With Travis Henry in the backfield the first two weeks of this season, Bledsoe and the offense were on fire.  Without him, they have suffered two straight losses and have looked bad offensively.

Drew's a good quarterback, don't get me wrong.  He's just not a franchise player - a guy who can lift a team on his shoulders and carry them.  He needs a franchise running back behind him to be able to do that.  Until Travis Henry returns, Drew and the Bills will continue to struggle.

--Gutsy call of the year was the decision by Houston coach Dom Capers to go for the win instead of overtime. With the Texans behind Jacksonville, 20-17, Capers faced this dilemma: 2 seconds left, down by 3, with the ball at the half-yard line; kick the almost certain field goal and force OT or try to win. Capers did the latter, David Carr reached the ball over and the Texans won. There is no doubt that Capers cemented his relationship with his team right there. As they say, No guts, no glory. 

--Quite a performance by Peyton Manning on Sunday night. The Indianapolis Colts QB threw for 314 yards and six touchdowns in a 55-21 rout of New Orleans. Manning is the first quarterback since 1991 to throw six TDs in a game. The Colts are 4-0 and have a great matchup next Monday night at Tampa Bay, the team current Indy coach Tony Dungy used to coach.

--Interesting how the seemingly smallest of penalties can make a difference. In the Kansas City Chiefs-Baltimore Ravens game, the Ravens kicked off after tying the game at 10 with five minutes to go. The Chiefs’ Dante Hall got about a 20-yard return. But the Ravens were called for holding and had to kick off again. This time Hall took it to the house, 97 yards in what proved to be the winning margin.
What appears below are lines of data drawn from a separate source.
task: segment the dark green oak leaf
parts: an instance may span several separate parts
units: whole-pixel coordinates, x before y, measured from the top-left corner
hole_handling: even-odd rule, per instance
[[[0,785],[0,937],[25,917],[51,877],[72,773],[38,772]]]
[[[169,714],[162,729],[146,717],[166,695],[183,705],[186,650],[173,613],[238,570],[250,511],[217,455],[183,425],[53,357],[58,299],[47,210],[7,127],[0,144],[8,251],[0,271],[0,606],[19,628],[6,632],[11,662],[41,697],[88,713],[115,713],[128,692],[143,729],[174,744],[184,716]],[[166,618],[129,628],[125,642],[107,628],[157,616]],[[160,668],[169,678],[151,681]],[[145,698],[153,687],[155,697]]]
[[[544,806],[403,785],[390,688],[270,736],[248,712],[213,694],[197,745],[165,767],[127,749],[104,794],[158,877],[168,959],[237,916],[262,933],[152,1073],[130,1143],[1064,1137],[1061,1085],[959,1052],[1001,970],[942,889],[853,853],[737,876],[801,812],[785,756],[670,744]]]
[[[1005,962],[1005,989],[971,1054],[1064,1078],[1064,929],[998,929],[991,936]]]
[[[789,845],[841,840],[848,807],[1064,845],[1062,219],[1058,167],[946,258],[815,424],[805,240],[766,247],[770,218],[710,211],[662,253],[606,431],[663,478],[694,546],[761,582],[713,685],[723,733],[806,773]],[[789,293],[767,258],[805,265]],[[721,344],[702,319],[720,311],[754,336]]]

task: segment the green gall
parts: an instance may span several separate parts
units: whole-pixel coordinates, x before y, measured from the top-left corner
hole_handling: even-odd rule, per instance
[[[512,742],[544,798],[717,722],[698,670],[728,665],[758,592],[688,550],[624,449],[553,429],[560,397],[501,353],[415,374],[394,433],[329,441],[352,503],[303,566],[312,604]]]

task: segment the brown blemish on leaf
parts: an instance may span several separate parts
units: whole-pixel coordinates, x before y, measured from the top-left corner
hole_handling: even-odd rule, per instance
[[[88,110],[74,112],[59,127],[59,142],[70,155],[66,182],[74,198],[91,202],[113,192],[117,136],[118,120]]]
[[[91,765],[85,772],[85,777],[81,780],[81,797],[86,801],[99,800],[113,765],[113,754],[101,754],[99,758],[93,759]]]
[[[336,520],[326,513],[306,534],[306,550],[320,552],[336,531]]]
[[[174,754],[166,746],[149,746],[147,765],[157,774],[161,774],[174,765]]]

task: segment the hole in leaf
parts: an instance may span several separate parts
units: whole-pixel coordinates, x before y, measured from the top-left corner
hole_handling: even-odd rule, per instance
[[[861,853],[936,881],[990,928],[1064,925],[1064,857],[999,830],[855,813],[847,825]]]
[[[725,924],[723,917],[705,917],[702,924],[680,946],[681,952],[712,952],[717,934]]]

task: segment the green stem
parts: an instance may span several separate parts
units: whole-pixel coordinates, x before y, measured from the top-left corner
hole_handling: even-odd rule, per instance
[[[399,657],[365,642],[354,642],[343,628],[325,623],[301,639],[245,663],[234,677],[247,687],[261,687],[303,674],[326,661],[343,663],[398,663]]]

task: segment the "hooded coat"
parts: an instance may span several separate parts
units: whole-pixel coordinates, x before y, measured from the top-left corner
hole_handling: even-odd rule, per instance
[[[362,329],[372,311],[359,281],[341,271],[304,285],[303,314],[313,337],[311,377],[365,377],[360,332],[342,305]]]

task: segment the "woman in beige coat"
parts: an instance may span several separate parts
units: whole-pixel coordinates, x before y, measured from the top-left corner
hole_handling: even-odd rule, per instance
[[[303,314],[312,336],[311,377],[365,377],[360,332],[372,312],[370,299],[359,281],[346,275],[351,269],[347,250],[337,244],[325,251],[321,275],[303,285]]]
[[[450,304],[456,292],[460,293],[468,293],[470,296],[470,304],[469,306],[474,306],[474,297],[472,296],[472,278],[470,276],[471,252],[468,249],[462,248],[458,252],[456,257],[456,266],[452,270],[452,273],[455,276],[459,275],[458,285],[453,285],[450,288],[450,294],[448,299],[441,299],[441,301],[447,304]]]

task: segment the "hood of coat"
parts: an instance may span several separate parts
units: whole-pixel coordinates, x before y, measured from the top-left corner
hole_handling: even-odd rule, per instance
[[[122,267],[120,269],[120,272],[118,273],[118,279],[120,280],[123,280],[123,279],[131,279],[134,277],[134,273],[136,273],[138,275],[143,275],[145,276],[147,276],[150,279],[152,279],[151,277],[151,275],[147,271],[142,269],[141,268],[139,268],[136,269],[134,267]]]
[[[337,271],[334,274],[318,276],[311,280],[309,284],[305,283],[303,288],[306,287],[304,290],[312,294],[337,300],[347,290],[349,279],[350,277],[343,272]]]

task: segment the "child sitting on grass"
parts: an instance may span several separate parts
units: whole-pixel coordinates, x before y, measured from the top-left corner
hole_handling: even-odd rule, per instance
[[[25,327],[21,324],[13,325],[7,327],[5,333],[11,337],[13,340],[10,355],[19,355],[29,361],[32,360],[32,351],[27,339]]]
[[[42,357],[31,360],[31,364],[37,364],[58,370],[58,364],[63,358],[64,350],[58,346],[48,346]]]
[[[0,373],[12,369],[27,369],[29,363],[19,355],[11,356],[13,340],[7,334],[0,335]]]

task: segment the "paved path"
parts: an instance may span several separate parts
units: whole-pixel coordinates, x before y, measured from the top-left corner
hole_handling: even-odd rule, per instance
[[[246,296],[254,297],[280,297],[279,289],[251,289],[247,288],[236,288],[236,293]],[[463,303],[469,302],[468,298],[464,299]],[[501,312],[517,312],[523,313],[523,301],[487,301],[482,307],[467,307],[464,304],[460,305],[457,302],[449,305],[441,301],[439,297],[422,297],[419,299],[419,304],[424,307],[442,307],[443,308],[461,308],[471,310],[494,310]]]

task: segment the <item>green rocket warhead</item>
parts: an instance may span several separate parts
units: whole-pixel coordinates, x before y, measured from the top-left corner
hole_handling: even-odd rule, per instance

Hall has now returned six kicks for scores in his last nine games, an amazing feat.

--I guess the Vikings are for real. I wasn’t impressed with their wins over Chicago and Detroit, but pounding  a decent San Francisco team with Minnesota having its backup QB was impressive. Randy Moss was phenomenal (eight catches, 171 yards and three TDs) and I guess he came to play. For those uninitiated, Moss has said several times that “I play when I want to play.” 

--Nice choke job by San Diego, which blew a 14-point lead at Oakland with less than five minutes remaining, then lost in overtime, 34-31. Has Marty Schottenheimer forgotten to coach all of a sudden? He is 2-11 since starting 6-1 in 2002.

--What a turnaround in Pittsburgh, where the Steelers got hammered 30-13 by the Tennessee Titans. The Steelers led 10-0 and were dominating. Then the Titans got a safety, an interception return for a TD, another interception return to set up a TD and a close game became a romp. The Titans are the type of team that often looks underwhelming but they much more often than not wind up with more points than the other guys. 

--Looks like the best thing for the Philadelphia Eagle was to play on the road. The Iggles, who looked awful in dropping their first two games at home, played like their old selves (especially Donovan McNabb) in shuffling off to Buffalo for a 23-13 win. The Bills, meanwhile, have only scored 23 points in their last two games (both losses) after scoring 66 in their first two. QB Drew Bledsoe really misses RB Travis Henry (rib injury) and his offensive line looks pretty shaky. 

--Nice win by the Cincinnati Bengals over Cleveland to give new coach Marvin Lewis his first head-coaching victory. The Bengals are actually playing like they have a clue, a radical departure from the previous decade.

--Looking ahead to Week 5, we have two marquee games and one dog. The dog is 0-4 San Diego at 0-4 Jacksonville. The marquee games are 4-0 Denver at 4-0 KC and 4-0 Indy at 2-1 Tampa Bay.